六ノ二十三 「きっかけ一つ」
「モッチー、はよ!」
美喜の呼ぶ声。
いつも通り機嫌が悪そうだ、と久也は思った。
譜面台と楽器を持って、久也は総合学習室の端に向かった。
トロンボーン、ユーフォニアムパートが勢ぞろいしている。
すぐに、よしみの隣に腰を下ろした。
「遅くなりました、すみません」
夕練の後、パートで練習をすることになっていた。
「良いよ良いよ。じゃ、全員そろったから始めよっか。いつものリップスラーからね」
二年生のトロンボーンで、パートリーダーの遠山理絵が言った。全員で楽器を構える。
よしみがメトロノームを動かし、理絵の合図で吹いた。
トロンボーンとユーフォニアムは全く別の楽器だが、音域が近かったり曲中で似たような動きをすることもあり、また人数も少ないため、一緒のパートとして花田高では扱われている。
どちらの楽器も、きちんと楽器を鳴らせられないと、ふわふわとした気の抜けた音が出やすい。
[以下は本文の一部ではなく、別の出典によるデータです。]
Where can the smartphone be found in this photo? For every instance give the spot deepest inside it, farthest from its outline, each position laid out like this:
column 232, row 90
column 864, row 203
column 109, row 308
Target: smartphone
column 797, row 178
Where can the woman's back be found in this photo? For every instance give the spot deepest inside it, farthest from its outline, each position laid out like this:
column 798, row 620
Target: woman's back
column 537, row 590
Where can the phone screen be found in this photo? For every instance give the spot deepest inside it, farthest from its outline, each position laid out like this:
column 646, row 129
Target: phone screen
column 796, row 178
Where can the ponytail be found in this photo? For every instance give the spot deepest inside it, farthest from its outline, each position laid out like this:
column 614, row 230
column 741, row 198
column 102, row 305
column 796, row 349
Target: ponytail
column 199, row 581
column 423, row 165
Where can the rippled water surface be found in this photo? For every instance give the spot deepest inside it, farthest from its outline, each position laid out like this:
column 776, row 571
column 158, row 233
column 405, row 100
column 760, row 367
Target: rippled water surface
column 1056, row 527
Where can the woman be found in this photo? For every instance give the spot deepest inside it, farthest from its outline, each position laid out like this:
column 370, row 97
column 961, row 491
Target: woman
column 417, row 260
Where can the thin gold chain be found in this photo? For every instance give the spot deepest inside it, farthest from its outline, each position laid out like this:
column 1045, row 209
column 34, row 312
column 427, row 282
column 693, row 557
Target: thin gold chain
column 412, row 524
楽器や身体のコントロールを良くするために、リップスラーは重要な練習だ。
一言でリップスラーと言っても、簡単なものから複雑な跳躍をするものまで様々な型があり、一種類ではなく複数の型を練習する。
「咲ちゃん、音もっと出して」
理絵の指摘に、小さく咲が返事をした。
咲の音は、ふわふわとはしていないが、小さい。普段から自信のなさそうな雰囲気をしている子で、それが音に表れている。
合奏で丘に指摘される時も、咲はいつもそれだった。
常におどおどしていて、音を改善する気があるのかないのか分からないところが、見ていて少しイライラさせられる。
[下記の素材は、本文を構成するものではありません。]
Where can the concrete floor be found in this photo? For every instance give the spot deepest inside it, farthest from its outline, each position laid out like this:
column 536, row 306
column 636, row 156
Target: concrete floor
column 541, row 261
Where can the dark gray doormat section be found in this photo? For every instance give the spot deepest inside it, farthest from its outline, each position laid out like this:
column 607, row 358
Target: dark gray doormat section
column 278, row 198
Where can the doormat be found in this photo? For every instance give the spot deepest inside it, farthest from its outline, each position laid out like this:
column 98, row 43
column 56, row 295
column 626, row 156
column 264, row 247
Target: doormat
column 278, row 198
気が強いのが難点だが、まだ美喜の方が音楽面では合う。
「咲ちゃんは常にフォルテ気味に吹いて」
「はい」
咲が、音を強めた。それでも、ようやく普通くらいの音量しか出ていない。
「あんた、体幹トレーニングちゃんとやってんの?」
美喜が、じろりと咲を睨んだ。楽器を構えたまま、咲が眉を下げてうつむく。
二人は、完全に上下関係のようなものが出来ているようだった。それでも、仲が良くも見える、不思議な間柄だ。
「してないでしょ」
部では、春までは腹筋や坂道ダッシュなどが休日練習に取り入れられていた。
今は、体幹トレーニングという体内の筋肉を鍛える練習が採用されている。
楽器は腹筋だけで吹くのではないという考えから取り入れられているが、これが意外と出来ない女子が多い。咲もその一人だ。
「まあまあ美喜ちゃん。責めない責めない」
「……はい」
「よし、もっかいリップスラーやるよ。手を抜いて吹いても意味がないから、しっかり集中してね」
理絵の合図で、もう一度合わせた。
咲はお世辞にも上手いとは言い難いが、下手でもない。他の四人は、上手い方だ。久也も、自分ではそれなりだと思っている。
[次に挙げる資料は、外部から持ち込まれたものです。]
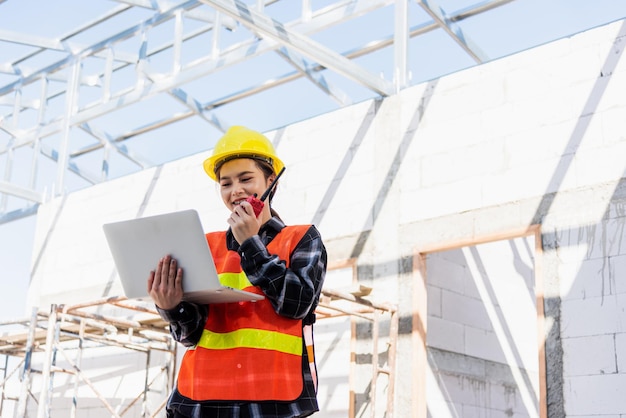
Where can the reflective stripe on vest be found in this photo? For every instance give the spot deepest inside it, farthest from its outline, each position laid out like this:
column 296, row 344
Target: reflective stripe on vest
column 251, row 338
column 247, row 352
合奏でも他と比べて、トロンボーンとユーフォニアムはあまりつかまらない。基礎練や曲のさらいに力を入れているからだろう。
どちらかというと基礎力よりも、表現力のほうに課題がある気がする。久也自身もそうだ。
パート練習ではそちらを練習したほうが良いのではないか。そう思ってはいるが、わざわざ言ったりはしない。
上級生に意見をするつもりは久也にはなかった。それをして険悪な雰囲気になるほうが、よほど面倒くさい。
基礎練の後は、デイホームでのコンサートで吹く『アルセナール』という曲に取り掛かった。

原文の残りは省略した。